The fact that it is May already takes my breath away. It truly feels as though this year has flown by … in the oddest possible way! And yet a quick look at my calendar confirms that it is National Hurricane Preparedness Week, which means the June 1 start date of the 2020 Atlantic hurricane season will soon be here. And the outlook for this season is concerning. Some predictions that assess the Gulf of Mexico reflect that conditions are similar to 2017 which brought Hurricanes Harvey, Irma, Jose and Maria.

National Hurricane Preparedness Week is a good time to remind the philanthropic community that the time to start planning for hurricane season is now. And, with the COVID-19 pandemic at the forefront of our thinking, the National Weather Service reminds us that individual, community and philanthropic preparedness actions may need to be revised based on the latest health and safety guidelines from CDC and local officials. Even more reason to prioritize preparedness.

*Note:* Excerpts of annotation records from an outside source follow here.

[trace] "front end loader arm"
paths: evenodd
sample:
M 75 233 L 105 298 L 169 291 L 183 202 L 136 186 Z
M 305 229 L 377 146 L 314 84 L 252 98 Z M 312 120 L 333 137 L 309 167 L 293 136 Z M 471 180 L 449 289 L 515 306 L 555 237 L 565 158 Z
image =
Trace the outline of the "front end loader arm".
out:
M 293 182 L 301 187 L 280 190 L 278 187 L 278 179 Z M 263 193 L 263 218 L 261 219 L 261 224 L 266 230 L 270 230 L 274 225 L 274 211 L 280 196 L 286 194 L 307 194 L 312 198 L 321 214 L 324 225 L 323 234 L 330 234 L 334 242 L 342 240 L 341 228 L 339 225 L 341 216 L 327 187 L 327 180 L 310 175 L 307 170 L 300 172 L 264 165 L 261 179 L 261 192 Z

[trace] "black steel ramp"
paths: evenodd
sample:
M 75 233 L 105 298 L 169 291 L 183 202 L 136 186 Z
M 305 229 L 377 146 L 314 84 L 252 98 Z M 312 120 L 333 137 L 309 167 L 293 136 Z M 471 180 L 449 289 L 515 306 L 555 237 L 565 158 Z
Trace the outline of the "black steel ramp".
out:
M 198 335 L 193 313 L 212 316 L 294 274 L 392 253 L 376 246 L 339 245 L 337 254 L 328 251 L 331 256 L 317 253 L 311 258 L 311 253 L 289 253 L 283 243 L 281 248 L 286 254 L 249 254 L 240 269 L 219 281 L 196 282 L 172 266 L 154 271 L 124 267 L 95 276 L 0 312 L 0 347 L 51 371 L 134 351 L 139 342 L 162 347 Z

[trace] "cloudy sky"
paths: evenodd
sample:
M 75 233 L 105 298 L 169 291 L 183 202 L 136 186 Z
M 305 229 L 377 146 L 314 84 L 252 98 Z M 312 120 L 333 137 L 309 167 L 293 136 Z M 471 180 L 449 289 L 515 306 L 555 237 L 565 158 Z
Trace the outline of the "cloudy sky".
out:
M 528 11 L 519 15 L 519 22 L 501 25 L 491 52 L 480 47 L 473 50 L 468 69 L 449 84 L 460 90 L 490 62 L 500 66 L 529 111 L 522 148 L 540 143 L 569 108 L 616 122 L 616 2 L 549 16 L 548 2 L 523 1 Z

To help you mark Hurricane Preparedness Week and plan for the start of the 2020 season, we are sharing these four strategies for effective disaster giving.

Be Prepared to Address Disasters on Multiple Fronts
It is highly likely that the United States is going to simultaneously face at least one large-scale natural disaster amid the pandemic. Remember the six basic principles to help guide philanthropy: take the long view; recognize there are places private philanthropy can help that government agencies might not; all funders are disaster funders; support the sharing of best practices; connect with other funders; and look to past disasters for guidance. These principles are more important than ever, knowing that nonprofits and other responding organizations are already under pressure of increased needs and uncertain revenue.

Support Relief and Recovery
In the event that a hurricane strikes, CDP encourages you to support some relief efforts, we also urge you to allocate some of your funds for medium- and long-term recovery. This strategic approach to disaster giving still involves support for first-responder organizations, while also focusing attention on funding long-term recovery needs, such as affordable housing and mental health services, that will become evident weeks and months after the storm.

Select Your Strategy
The Disaster Philanthropy Playbook offers sound guidance on how to effectively allocate resources to disasters. It offers a host of strategies that funders can use to help communities. From housing and legal services to mental health and mitigation, the Playbook is an essential source for disaster-related planning and giving.

Advance Your Values
My advice here is simple. Consider your organization’s values and priorities and give to support:

  • Organizations with whom you have existing relationships.
  • Organizations that have a pre-existing presence on the ground.
  • Organizations whose missions and programmatic activities match your foundation’s mission and programmatic activities. Advance your own internal expertise!
  • Issue areas that are unfunded or underfunded. Know what other private funders, governmental bodies and local communities are prioritizing—and then support issue areas outside of those priorities.
  • Vulnerable populations—children, medically dependent, older adults, new Americans, people with disabilities and others.

I do not believe that the next six months are going to be easy in the disaster world given the far-reaching effects of COVID-19. I do, however, believe that if we in philanthropy implement the strategies outlined above, we be able to both shore up and strengthen disaster-affected communities.